How do I design a visual deep learning system?

An introductory exploration for curious people

Published in

Diffgram

9 min readMar 4, 2019

Deep learning is one of the most important technical concepts of our time. There are already many general interest pieces and resources covering specific technical areas. Yet, a mildly technical introductory review of practical system and data design felt missing. Here I review that with a focus on unpacking often unstated assumptions. Enjoy! :)

Part I — System design

Are we integrating into an existing process, or creating a new process around this technology?

While this could be asked of any new system, I think it’s especially relevant for deep learning.

Left, approach example of “Integration”, Right, example of “New Process”

Let’s consider an example to guide our thoughts on this. Compare integrating deep learning into a checkout line, as opposed to creating a new type of store designed around deep learning, where there is no checkout.

Either approach may be appropriate, but it’s worth pausing to consider which one is being pursued.

Are we using the appropriate deep learning method?

A survey of popular methods for vision tasks.

We will explore full image classification, object detection, and segmentation.

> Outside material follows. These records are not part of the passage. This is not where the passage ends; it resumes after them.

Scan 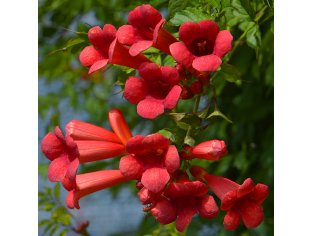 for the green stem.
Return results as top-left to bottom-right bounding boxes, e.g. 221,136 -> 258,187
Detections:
193,95 -> 200,113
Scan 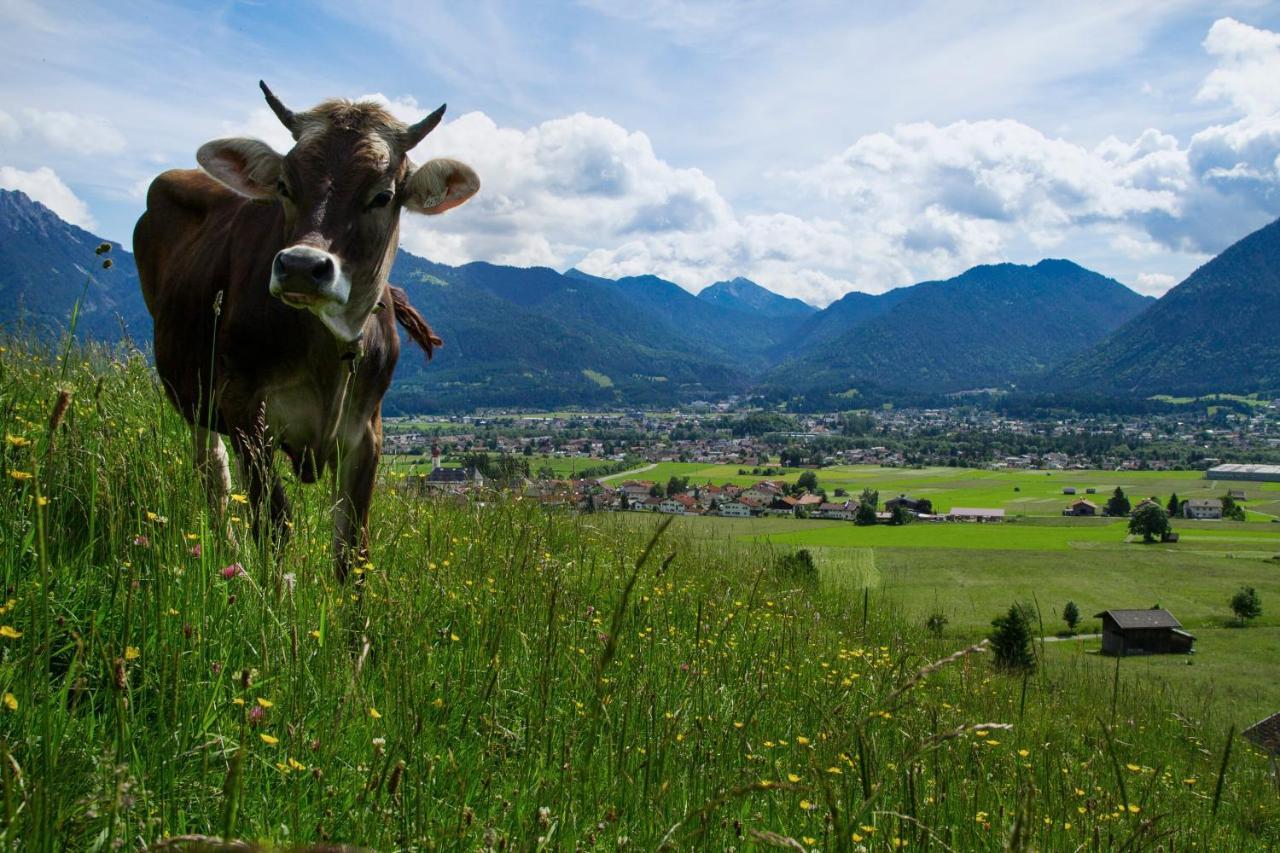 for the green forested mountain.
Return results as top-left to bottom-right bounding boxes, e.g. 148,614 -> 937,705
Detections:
0,191 -> 1218,412
0,190 -> 151,341
1046,220 -> 1280,397
764,260 -> 1152,393
698,277 -> 818,318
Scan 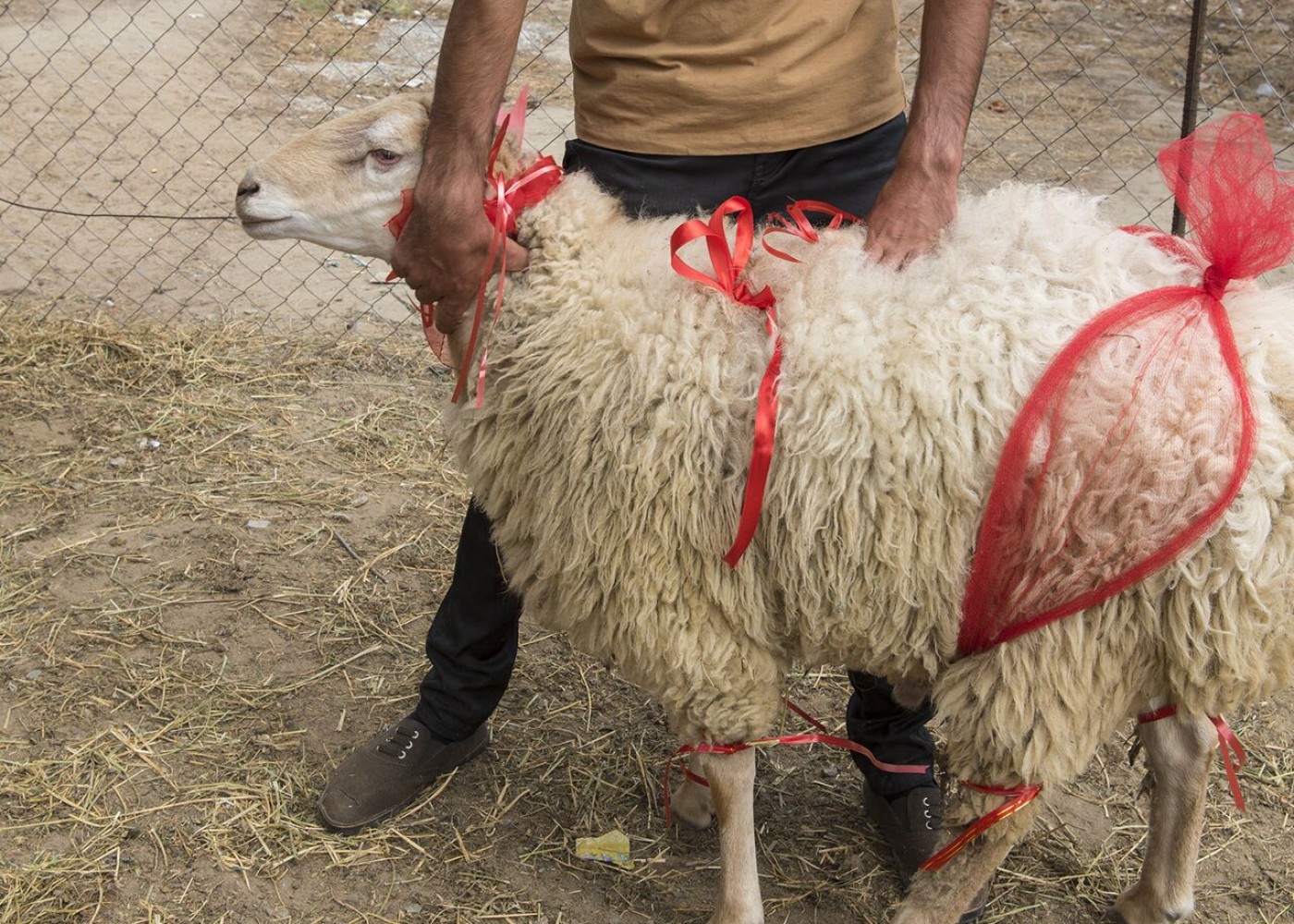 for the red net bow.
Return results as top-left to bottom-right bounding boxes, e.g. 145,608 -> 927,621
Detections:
958,116 -> 1294,655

Source: own work, except header images from Stanford CS231n

Full Image Classification

This is the least expensive to setup, has been researched the most, and has the easiest output to deal with. Usually the final output is single string, cat. It’s a building block for other methods. Given how well covered and researched it is I won’t spend any more time on it for the scope of this article, see appendix for resources on this.

Object detection

Location is the key difference that separates it from full image. The implicit assumption is that the object is also classified once detected. Object detection takes more work and has a more complex output to deal with.

The internal representation of the location is often quite complex⁵. Usually the final output of the location is expressed as the minimum information need to draw a box. Either as the (top left point x,y) and (width, height), or as an (x_min, y_min) and (x_max, y_max) pair of points.

Another assumption is that we want locate all objects in the image. So the combined output is a list with coordinates and a class for each. Note the algorithm may have an effective limit of say 100 objects. Generally medium to large objects can be detected disproportionately better than small objects⁸.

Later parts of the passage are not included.